We evaluate three systems. *UVM-opt* as a baseline uses UVM programming model and adopts optimizations of memory prefetching and overlapping CUDA APIs with computation. *UvmDiscard* exercises the implementation of UvmDiscard over *UVM-opt*. *UvmDiscardLazy* further replaces the UvmDiscard operations that are paired with prefetch operations in *UvmDiscard*, but not all of them because the prefetch operation sometimes introduces GPU memory thrashing.

We use two different methodologies for evaluating the effects of GPU memory oversubscription. For the micro-benchmarks and GPU database application, we fix the input sizes of the applications and run an idle GPU program that occupies specific amounts of GPU memory to create oversubscription ratios of <100%, 200%, 300% and 400%. The oversubscription ratio is the ratio of the GPU memory consumption of the application to the available GPU memory.

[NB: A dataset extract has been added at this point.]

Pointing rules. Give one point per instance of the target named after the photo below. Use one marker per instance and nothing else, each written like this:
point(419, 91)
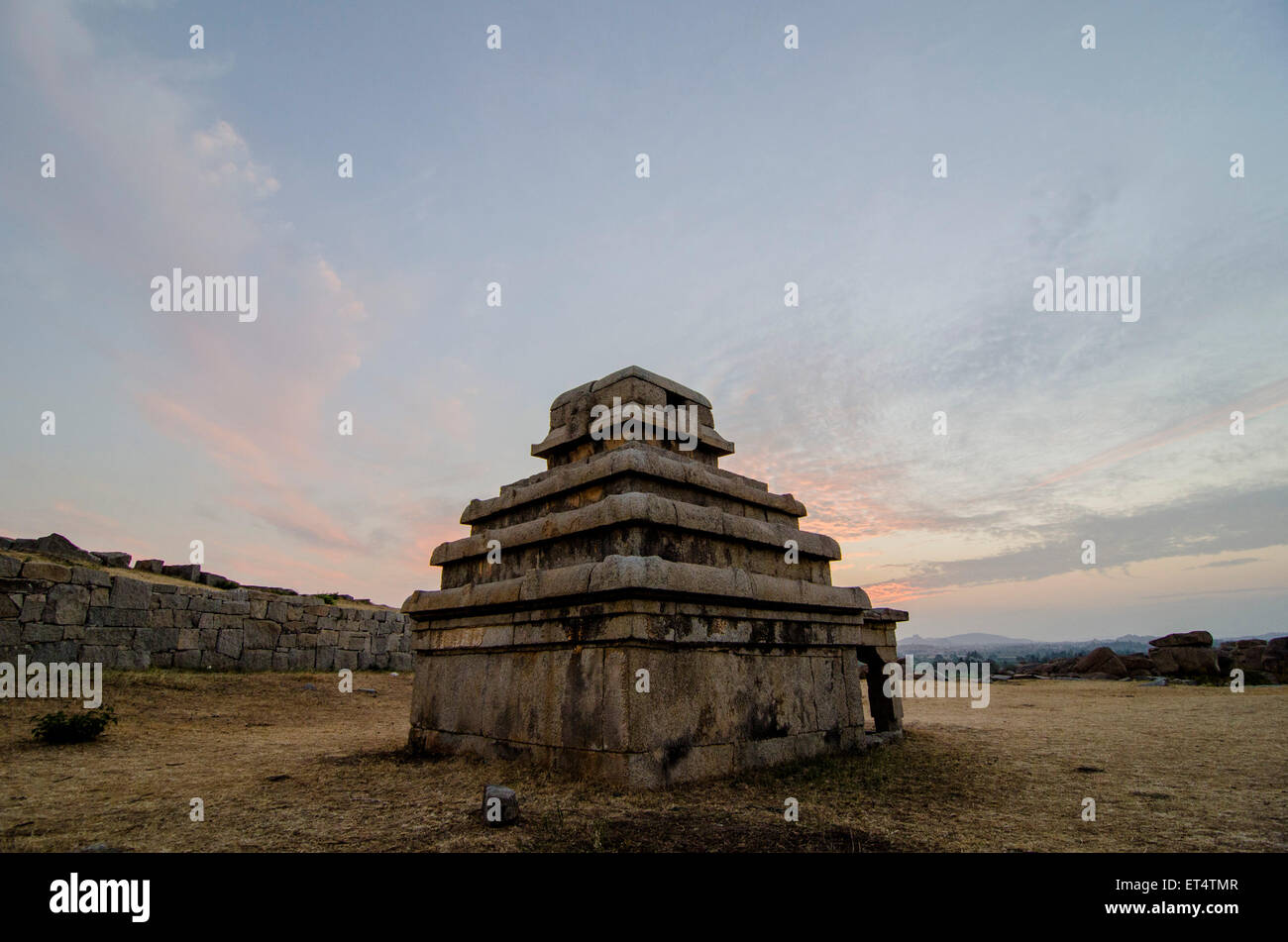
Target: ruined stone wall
point(52, 611)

For deep learning, we fix the training data set and gradually increase the training batch size to oversubscribe memory.

The microbenchmarks include FIR and Radix-sort from existing benchmark suites [25, 38]. They exhibit relatively simple memory transfer patterns, which makes it easier to analyze and explain how UvmDiscard and UvmDiscardLazy are affecting their performance.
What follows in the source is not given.